Note. The virtual_botanical_laboratory is quite SPACE inefficient. This is fine for the prototype it is now, but this issue needs to be addressed when continuing the project.

If you plan on extending or adapting the virtual_botanical_laboratory, see the API documentation.

Building

  • To build the virtual_botanical_laboratory, run

    npm install
    npm run build
  • To generate the API documentation, run

    npm run doc
  • To generate the manual you need pandocomatic and Bash, run

    ./generate_documentation.sh

Todo

The virtual_botanical_laboratory is still a work in progress.

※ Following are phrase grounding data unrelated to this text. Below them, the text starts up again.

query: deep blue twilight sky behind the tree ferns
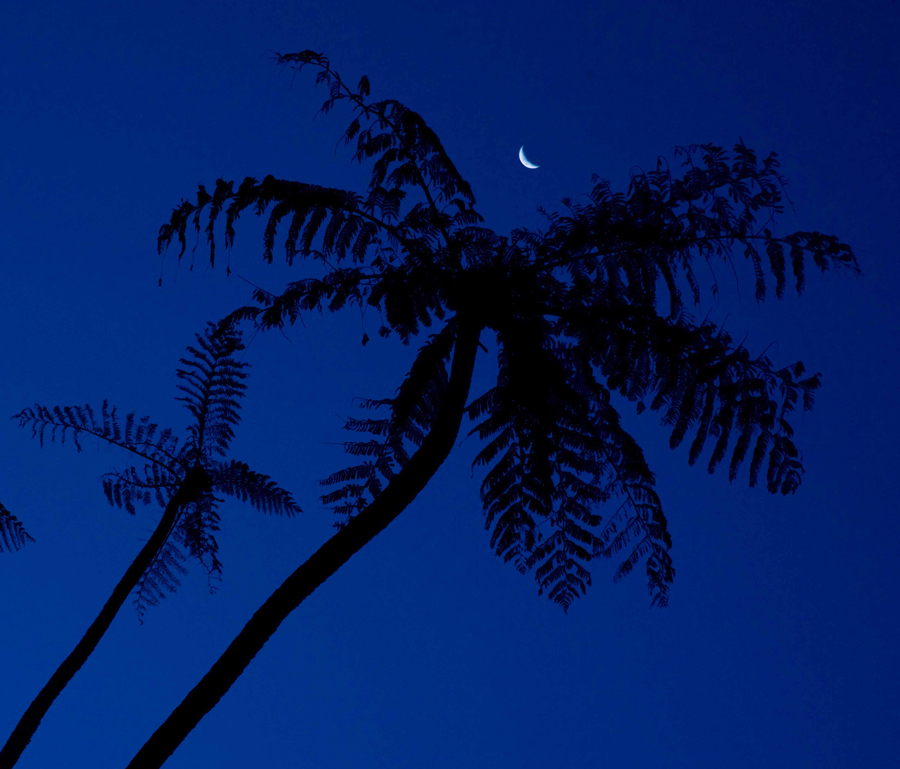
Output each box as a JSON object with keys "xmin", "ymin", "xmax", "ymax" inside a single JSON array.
[{"xmin": 0, "ymin": 0, "xmax": 900, "ymax": 769}]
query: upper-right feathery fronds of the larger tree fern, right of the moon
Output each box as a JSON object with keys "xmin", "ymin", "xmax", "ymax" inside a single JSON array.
[{"xmin": 529, "ymin": 143, "xmax": 859, "ymax": 317}]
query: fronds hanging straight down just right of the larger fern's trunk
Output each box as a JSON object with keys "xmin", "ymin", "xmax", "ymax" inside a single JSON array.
[{"xmin": 469, "ymin": 312, "xmax": 674, "ymax": 610}]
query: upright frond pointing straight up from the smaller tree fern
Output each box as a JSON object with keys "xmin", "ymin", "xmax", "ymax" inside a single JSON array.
[{"xmin": 178, "ymin": 323, "xmax": 248, "ymax": 461}]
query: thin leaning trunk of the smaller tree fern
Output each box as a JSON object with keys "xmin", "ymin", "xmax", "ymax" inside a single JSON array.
[{"xmin": 0, "ymin": 467, "xmax": 206, "ymax": 769}]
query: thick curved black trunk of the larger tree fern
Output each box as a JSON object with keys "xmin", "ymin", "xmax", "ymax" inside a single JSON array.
[{"xmin": 128, "ymin": 323, "xmax": 480, "ymax": 769}]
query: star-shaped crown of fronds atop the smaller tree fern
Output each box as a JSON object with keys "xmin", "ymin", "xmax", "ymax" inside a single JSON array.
[{"xmin": 13, "ymin": 323, "xmax": 300, "ymax": 615}]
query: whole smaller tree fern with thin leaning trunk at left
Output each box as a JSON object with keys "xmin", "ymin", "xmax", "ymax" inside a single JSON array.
[{"xmin": 0, "ymin": 323, "xmax": 300, "ymax": 769}]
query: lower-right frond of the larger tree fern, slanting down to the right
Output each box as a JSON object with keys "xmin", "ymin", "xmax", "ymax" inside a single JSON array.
[{"xmin": 566, "ymin": 307, "xmax": 820, "ymax": 494}]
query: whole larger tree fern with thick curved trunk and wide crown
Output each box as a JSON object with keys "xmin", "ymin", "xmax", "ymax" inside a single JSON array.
[{"xmin": 129, "ymin": 51, "xmax": 858, "ymax": 769}]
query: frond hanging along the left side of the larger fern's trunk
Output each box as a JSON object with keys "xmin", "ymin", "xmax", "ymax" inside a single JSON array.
[{"xmin": 321, "ymin": 322, "xmax": 456, "ymax": 526}]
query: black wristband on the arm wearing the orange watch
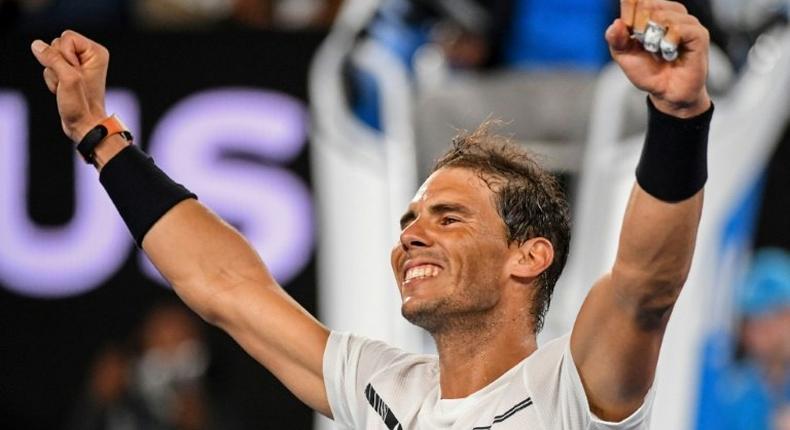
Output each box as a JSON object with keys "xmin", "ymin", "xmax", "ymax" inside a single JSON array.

With the current version you can explore much of the material in the book The algorithmic beauty of plants (Prusinkiewicz and Lindenmayer 1990). Some more advanced features from later in that book needs to be implemented still.

The following list of features and improvements are still to do:

  • L-system language:

    • Importing other l-systems
    • & operator
    • Other stuff from later in the book
    • Derive a successor in a separate (worker) thread
  • Interpretation:

    • Rendering 3D interpretations
  • An improved user interface. The current interface is just a placeholder. Enough to configure and experiment with l-systems, but in not user-friendly. Feel free to replace it with something better, pull requests are welcome!

    • make derivation and rendering cancellable.

References

Levy, Steven. 1992. Artificial Life. A Report from the Frontier Where Computers Meet Biology. New York: Vintage books.

———. 2010. Hackers. Sebastopol: O’Reilly.